Raising the cap would step on the toes of the Members of the Preferred Club.

What are you gonna' do? Don't make wealthy, powerful people angry, (you won't like them when they are angry and they are the MIC) or skim some money off retired people's checks? Chuck some benefits, maybe.

I mean who has the most power and impact? Who matters most?

Really.

ProSense

(116,464 posts)
2. I'm starting to believe
Tue Apr 23, 2013, 01:39 PM
Apr 2013

"Raising the cap would step on the toes of the Members of the Preferred Club."

...that the reason members of Congress aren't pushing harder for this is because their own salaries would be affected.

As much as I support Senator Sanders' bill (http://www.democraticunderground.com/10022475178), it leaves a huge gap between $113,700 and $250,000:

Under their legislation, those with yearly incomes of $250,000 or more would pay the same 6.2 percent payroll tax already assessed on those who earn up to $113,700 a year. Applying the Social Security payroll tax on income above $250,000 would only affect the wealthiest 1.3 percent of Americans, according to the Center for Economic and Policy Research. Social Security officials say that simple change would yield about $85 billion a year to keep the retirement program strong for at least another 50 years.

Raise the cap, even if there is a limit, it should be applied to every dollar up to that limit.



JDPriestly

(57,936 posts)
4. Raise the cap. Wealthy people will not be affected that negatively by the chained CPI.
Tue Apr 23, 2013, 03:53 PM
Apr 2013

It's the middle class that will be affected most.

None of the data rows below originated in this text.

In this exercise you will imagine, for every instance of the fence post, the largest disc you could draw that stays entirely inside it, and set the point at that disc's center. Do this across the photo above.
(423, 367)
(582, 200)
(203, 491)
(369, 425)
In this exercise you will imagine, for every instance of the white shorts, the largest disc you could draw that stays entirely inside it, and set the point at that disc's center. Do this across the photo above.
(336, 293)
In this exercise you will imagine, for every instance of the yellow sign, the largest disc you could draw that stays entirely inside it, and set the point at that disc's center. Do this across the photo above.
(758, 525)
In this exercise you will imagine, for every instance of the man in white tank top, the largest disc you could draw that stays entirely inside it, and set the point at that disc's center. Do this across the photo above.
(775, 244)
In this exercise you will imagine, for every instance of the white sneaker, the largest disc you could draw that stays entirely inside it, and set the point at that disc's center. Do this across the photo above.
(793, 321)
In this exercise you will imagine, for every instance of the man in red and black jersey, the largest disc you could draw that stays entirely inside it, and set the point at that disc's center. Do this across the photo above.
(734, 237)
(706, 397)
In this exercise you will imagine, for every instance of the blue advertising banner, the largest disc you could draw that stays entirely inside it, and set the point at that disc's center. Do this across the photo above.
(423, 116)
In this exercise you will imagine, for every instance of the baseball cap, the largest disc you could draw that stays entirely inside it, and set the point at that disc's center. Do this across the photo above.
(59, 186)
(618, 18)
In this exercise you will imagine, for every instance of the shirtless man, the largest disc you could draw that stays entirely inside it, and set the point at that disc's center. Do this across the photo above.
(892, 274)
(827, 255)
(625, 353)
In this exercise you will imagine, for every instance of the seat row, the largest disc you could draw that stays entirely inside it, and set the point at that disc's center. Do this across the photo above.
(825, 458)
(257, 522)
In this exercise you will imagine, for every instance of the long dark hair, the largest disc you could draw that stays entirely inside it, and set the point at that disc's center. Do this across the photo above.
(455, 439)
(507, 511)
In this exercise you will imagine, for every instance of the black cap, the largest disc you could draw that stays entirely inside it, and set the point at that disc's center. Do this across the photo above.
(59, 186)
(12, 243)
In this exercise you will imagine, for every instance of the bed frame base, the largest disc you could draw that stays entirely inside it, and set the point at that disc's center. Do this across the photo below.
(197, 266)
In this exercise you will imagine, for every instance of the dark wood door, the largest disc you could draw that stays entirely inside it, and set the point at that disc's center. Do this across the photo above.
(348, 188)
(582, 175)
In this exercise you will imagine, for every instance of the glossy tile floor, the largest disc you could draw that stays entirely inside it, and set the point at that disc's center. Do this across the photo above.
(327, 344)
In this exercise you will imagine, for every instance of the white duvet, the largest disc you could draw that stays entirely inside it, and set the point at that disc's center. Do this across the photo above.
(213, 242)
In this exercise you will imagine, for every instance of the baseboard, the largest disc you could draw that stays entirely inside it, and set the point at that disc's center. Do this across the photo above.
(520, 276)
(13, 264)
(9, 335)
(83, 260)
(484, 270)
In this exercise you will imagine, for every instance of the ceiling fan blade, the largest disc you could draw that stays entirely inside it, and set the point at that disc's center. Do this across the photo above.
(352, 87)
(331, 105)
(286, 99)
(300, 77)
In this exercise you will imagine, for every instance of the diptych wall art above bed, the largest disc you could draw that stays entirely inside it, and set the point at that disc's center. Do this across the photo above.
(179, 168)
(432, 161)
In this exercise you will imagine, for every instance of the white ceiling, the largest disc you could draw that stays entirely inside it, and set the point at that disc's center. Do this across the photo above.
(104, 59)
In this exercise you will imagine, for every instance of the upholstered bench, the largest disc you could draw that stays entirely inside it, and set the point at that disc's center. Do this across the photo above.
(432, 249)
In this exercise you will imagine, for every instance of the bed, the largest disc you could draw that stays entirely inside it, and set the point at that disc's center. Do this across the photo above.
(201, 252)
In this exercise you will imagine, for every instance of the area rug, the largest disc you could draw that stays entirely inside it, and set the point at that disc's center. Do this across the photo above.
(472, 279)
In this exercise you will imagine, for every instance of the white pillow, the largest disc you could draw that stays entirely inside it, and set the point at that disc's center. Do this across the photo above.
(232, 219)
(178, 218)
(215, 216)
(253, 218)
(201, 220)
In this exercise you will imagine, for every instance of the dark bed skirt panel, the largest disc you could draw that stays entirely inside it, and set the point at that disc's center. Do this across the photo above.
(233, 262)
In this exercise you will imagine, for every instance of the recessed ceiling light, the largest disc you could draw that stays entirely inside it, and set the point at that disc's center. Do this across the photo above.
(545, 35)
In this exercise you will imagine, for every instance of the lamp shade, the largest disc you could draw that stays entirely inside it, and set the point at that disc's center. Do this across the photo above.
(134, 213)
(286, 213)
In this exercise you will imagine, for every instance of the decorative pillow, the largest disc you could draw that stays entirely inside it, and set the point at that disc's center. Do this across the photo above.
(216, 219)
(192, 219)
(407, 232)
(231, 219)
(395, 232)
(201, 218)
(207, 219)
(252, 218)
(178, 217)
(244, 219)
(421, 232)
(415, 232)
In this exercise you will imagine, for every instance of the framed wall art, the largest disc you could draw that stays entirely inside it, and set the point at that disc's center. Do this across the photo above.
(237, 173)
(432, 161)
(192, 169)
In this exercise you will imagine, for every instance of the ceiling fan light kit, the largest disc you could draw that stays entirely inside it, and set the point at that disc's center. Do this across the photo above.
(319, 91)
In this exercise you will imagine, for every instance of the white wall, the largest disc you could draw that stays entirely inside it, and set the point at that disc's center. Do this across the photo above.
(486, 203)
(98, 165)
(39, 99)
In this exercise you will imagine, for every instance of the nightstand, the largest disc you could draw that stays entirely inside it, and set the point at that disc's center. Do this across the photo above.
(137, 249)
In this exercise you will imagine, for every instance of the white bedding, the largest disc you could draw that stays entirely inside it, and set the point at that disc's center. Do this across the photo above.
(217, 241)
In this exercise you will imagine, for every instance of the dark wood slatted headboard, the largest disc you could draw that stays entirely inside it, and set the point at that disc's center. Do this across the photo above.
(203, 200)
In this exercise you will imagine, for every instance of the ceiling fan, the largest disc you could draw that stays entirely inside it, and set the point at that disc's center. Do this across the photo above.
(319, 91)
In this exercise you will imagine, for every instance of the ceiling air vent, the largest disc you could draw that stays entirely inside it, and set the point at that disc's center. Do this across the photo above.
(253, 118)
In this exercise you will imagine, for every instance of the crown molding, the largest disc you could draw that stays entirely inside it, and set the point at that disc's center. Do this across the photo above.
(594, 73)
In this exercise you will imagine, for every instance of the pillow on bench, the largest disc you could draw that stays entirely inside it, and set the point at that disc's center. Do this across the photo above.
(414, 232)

Look at the chart. It compares the average of the relatively tiny number of wealthy people on Social Security with the very, very large numbers of people in the middle who stand to lose a substantial amount of an already very small income.

The chart misrepresents the reality because it is not weighted by the numbers of people affected.

Chained CPI is no good.

Most of us on Social Security are in the middle.

And what this chart does not say is where the money is to come from to help those who will be helped the most -- those who receive very little Social Security and SSI.

And there is the rub. There is only one way to raise their benefits as much as they will be raised -- and that is to shift the burden for providing what they now receive from subsidies for their housing, food stamps, etc. FROM THE GENERAL FUND TO SOCIAL SECURITY. The chained CPI will lower the amount that indigent seniors receive from the general fund and shift the cost for that to Social Security. That is why the largest group of Social Security recipients will suffer cuts.

This chart misrepresents what the chaine CPI will really do to seniors. It makes it look like mostly rich people will be hurt.

If they want to reduce the benefits of Social Security to the very wealthy, then they should raise their taxes. Don't adopt the chained CPI. It's a horrible idea.

Raise the cap.

 

byeya

(2,842 posts)
3. It might not even be 2% if the double whammy with reduced Medicare causes oldsters like me to die
Tue Apr 23, 2013, 02:04 PM
Apr 2013

a few years before their time.
You can visualize the smiles on Wall Street and those who are owned by them.